The Twentieth Century Society has asked English Heritage chairman Sir Jocelyn Stevens to intervene in the listing saga surrounding Pimlico School.
Society director Kenneth Powell this week wrote to Sir Jocelyn pointing out that eh's steering committee on listings of post-1945 buildings had not declared the building 'unlistable in any grade' when it assessed the building for Grade II* status in November 1996, as has been claimed by the Department of Culture, Media and Sport. Because the building, threatened by demolition by Westminster City Council's pfi pathfinder scheme, is now 30 years old, it qualifies to be newly assessed by eh as a potential lower Grade II listing. Powell said that eh's steering committee - chaired by Bridget Cherry and including Alan Powers and Gavin Stamp - was only unconvinced that it was 'outstanding' originally and would welcome an opportunity to reconsider the matter. He has asked Sir Jocelyn to clarify if this view was the substance of eh's 1996 advice to the department, then presided over by Virginia Bottomley.
'As an independent body, not a department of state,' Powell writes, 'English Heritage is surely entitled to take a view, on occasions, which is at odds with the government.' Powell urges Sir Jocelyn to reconsider Pimlico School's 'listability', and take a positive stance in the 'landmark case', 'regardless of the political and financial pressures for demolitiom'.
The original architect, John Bancroft, told the aj this week that he hoped to enlist the help of Sir Colin Stansfield Smith, Alan Baxter and riba president David Rock to promote his own refurbishment ideas for the building, which he has costed at £12 million, including fees.
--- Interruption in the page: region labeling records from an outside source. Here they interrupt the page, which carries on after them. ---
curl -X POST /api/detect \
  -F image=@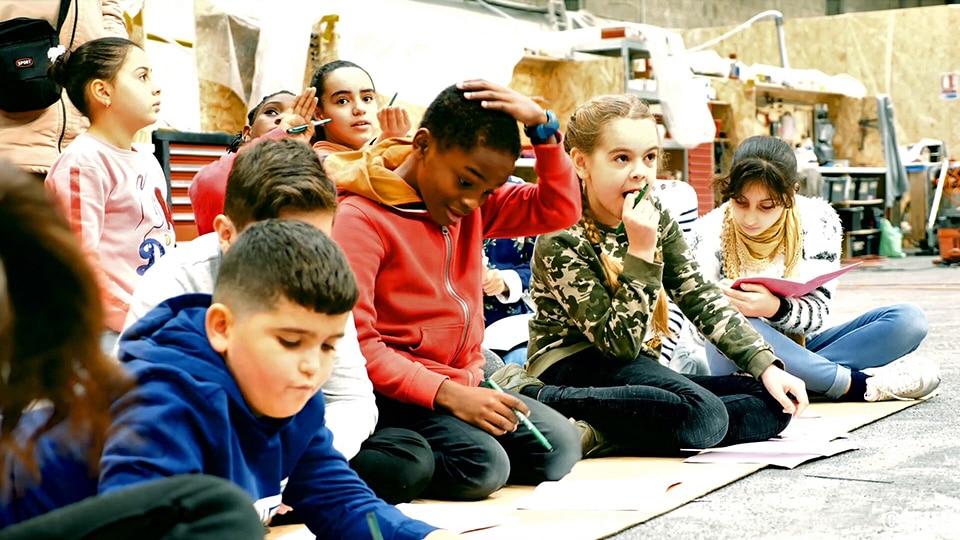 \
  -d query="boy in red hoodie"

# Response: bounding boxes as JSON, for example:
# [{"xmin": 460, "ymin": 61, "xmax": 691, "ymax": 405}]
[{"xmin": 324, "ymin": 81, "xmax": 581, "ymax": 500}]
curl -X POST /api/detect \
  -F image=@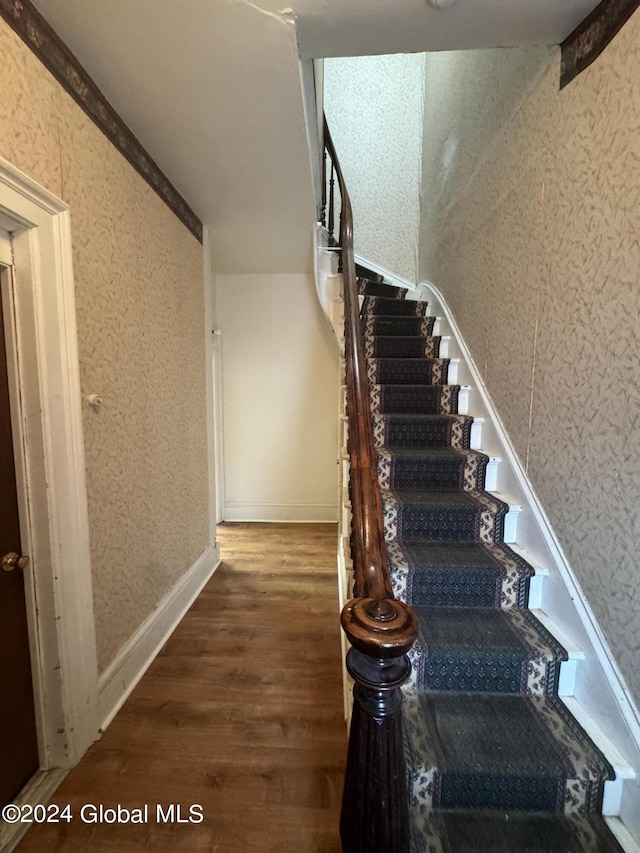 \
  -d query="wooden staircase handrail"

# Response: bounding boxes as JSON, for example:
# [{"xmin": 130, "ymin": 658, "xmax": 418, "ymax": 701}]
[{"xmin": 322, "ymin": 118, "xmax": 418, "ymax": 853}]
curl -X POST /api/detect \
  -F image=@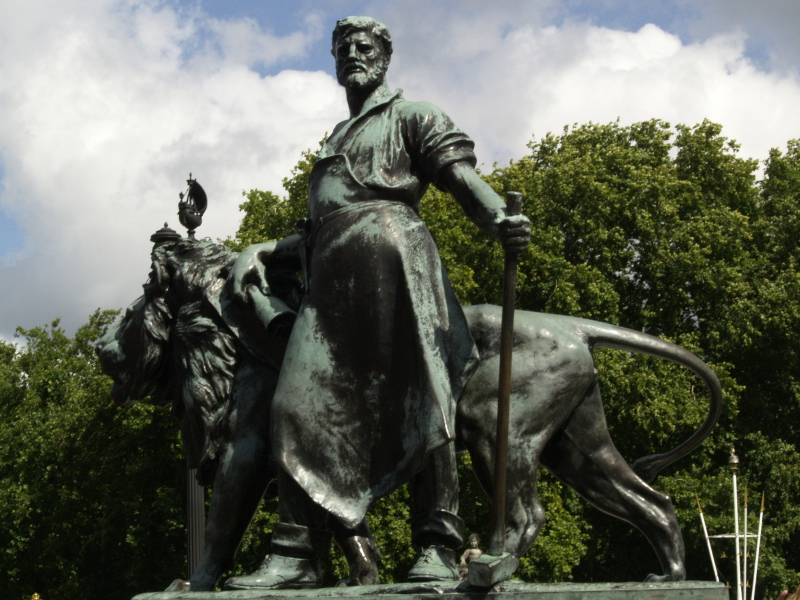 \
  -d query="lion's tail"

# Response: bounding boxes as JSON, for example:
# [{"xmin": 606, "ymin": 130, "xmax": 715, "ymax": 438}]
[{"xmin": 576, "ymin": 319, "xmax": 723, "ymax": 482}]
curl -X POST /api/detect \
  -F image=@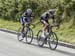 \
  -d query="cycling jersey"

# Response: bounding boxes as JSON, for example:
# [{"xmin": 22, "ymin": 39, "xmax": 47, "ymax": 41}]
[{"xmin": 20, "ymin": 12, "xmax": 31, "ymax": 25}]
Earlier this week former chairman of Pimlico's governors Jack Straw forced apologies from the Daily Telegraph and Financial Times over false allegations of a conflict of interest. The papers printed apologies over linking Straw's wife, Alice Perkins, with Treasury approval of money to redevelop the school. In fact, Perkins transferred from the Treasury to become the new director of resources and services (principal establishment and finance officer) at the Department of Health, and started her new post on 2 February. She had been at the Treasury since 1993, the aj was told this week, dealing with spending issues relating to the Ministry of Defence, Foreign and Commonwealth department and the ministry of agriculture - but not PFI. At the health department her job includes looking at the finance functions relating to local-authority social services and health administration expenditure.
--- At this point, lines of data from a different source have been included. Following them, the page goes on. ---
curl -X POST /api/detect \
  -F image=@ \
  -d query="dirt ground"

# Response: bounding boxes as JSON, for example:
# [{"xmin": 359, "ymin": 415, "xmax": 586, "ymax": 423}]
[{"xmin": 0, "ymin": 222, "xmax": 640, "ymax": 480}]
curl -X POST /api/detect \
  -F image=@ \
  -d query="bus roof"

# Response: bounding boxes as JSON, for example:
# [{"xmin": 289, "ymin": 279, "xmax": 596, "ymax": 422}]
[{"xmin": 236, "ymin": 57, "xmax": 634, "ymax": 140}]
The Treasury gave Westminster's application to develop Pimlico School a notional credit approval in February 1998, having received the application the previous month. The government 'expects' that the pathfinder pfi will be signed by February 1999 to help kickstart the mechanism for schools around the country, so that government can contribute to infrastructure without risk and with no effect on the psbr. In the current circumstances, however, with opposition to the scheme mounting and media interest escalating, this may be more easily said than done.